Joseph Vilsmaier entwickelt sich immer mehr zu einer tragischen Figur im deutschen Filmschaffen. Nach seinem vielversprechenden Regiedebüt
Herbstmilch wagte sich der gelernte Kameramann an die filmische Umsetzung einiger der interessantesten Stoffe unserer jüngsten Geschichte. Aber sowohl mit
Stalingrad, wie auch mit
Comedian Harmonists und zuletzt
Marlene scheiterte er kläglich, weil seine inszenatorischen Visionen einfach nicht Schritt halten können mit den Möglichkeiten, die in den Vorlagen stecken. Auch mit
Leo und Claire wagt er sich wieder an ein brisantes Stück Zeitgeschichte, das Hollywood übrigens schon 1961 in einer Episode des Oscar-prämierten
Das Urteil von Nürnberg aufgriff: Den Rassenschande-Prozess gegen den jüdischen Schuhhändler Leo Katzenberger, der 1942 wegen einer angeblichen Liason mit der arischen Fotografin Irene Scheffler zum Tode verurteilt wird, während seine angebliche "Geliebte" wegen Meineids zu einer Gefängnisstrafe verurteilt wurde.
Irreführender Titel
Die "Schieflage" des Films beginnt schon mit dem Titel: Anders als die zu Grunde liegende Dokumentation von Christiane Kohl ("Der Jude und das Mädchen") suggeriert Vilsmaier mit
Leo und Claire eine ganz andere Gewichtung – die er dann aber nicht einlöst.

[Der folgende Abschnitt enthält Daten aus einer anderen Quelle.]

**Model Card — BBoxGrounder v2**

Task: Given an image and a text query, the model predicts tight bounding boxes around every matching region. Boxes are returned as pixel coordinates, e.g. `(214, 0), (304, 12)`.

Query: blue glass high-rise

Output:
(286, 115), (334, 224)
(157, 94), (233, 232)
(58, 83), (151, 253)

Denn die (Liebes-)Geschichte zwischen Leo und seiner Ehefrau Claire, die trotz des auch von ihr vermuteten (und von der Inszenierung auch nicht eindeutig ausgeschlossenen) Seitensprungs dann in schweren Zeiten zu ihm hält, läuft eher am Rande der Handlung mit. Im Mittelpunkt stehen die Mieter von Katzenbergers Haus, in dessen Hinterhof Irene ihr Fotoatelier eingerichtet hat. Mit einer tumben Mischung aus Sozial- und Sexualneid beobachten sie Katzenbergers Besuche bei der jungen Fotografin und denunzieren ihn schließlich ohne Not.
Theaterhafte Dramaturgie
Vilsmaier hat diese Sequenzen in einer an die behäbigen TV-Spiele der 50er Jahre erinnernden Studio-Kulisse gedreht, in der er eine illustre Schar bekannter Schauspieler agieren lässt, deren Charaktere das hölzerne Drehbuch aber mit persönlichen Problemen überfrachtet hat und deren Spiel die Regie nicht immer in den Griff bekommt. Genauso ausgestellt wirken die Szenen in Katzenbergers gutbürgerlicher Villa, die geprägt sind von seiner politischen Fehleinschätzung ("So etwas wie die Nazis wird sich in unserem Kulturstaat nicht halten können") und der realistischeren Einstellung seiner Tochter, die mit ihrem Mann nach Palästina emigriert. Unterbrochen wird diese allzu theaterhaft wirkende Auf- und Abtritt-Dramaturgie von den Treffen zwischen Leo und Irene, deren erotische Spannung von Michael Degen und Franziska Petri ohne falsche Töne auf den Punkt gebracht wird und die uns Anteil nehmen lassen an ihrem Schicksal.
Beklemmender Schluss
Nach einigen inszenatorisch geradezu verläpperten Szenen – wie Katzenbergers erfolgreichem Prozess gegen die Verleumdungen des Nazi-Blattes "Der Stürmer" und seine "Bestrafung" durch die Braunhemden – läuft der Film dann wenigstens in der Schlusssequenz zu einer unter die Haut gehenden Dichte auf: Die menschenverachtende und auch das damalige Recht beugende Verhandlungsführung durch Richter Rothaug und den nicht minder vom Judenhass geblendeten Staatsanwalt Markl wirft deutlich die immer noch unbeantwortete Frage nach der Schuld der Justiz im Dritten Reich auf. Denn nach dem Krieg wurden die beiden Juristen schon nach kurzer Zeit begnadigt bzw. sprachen weiter (Un-) Recht im Namen des Volkes. Auch wenn man sich diesen Film 50 Jahre früher (und besser inszeniert) gewünscht hätte – zu spät ist es nie, sich mit der (unbewältigten) Vergangenheit auseinander zu setzen.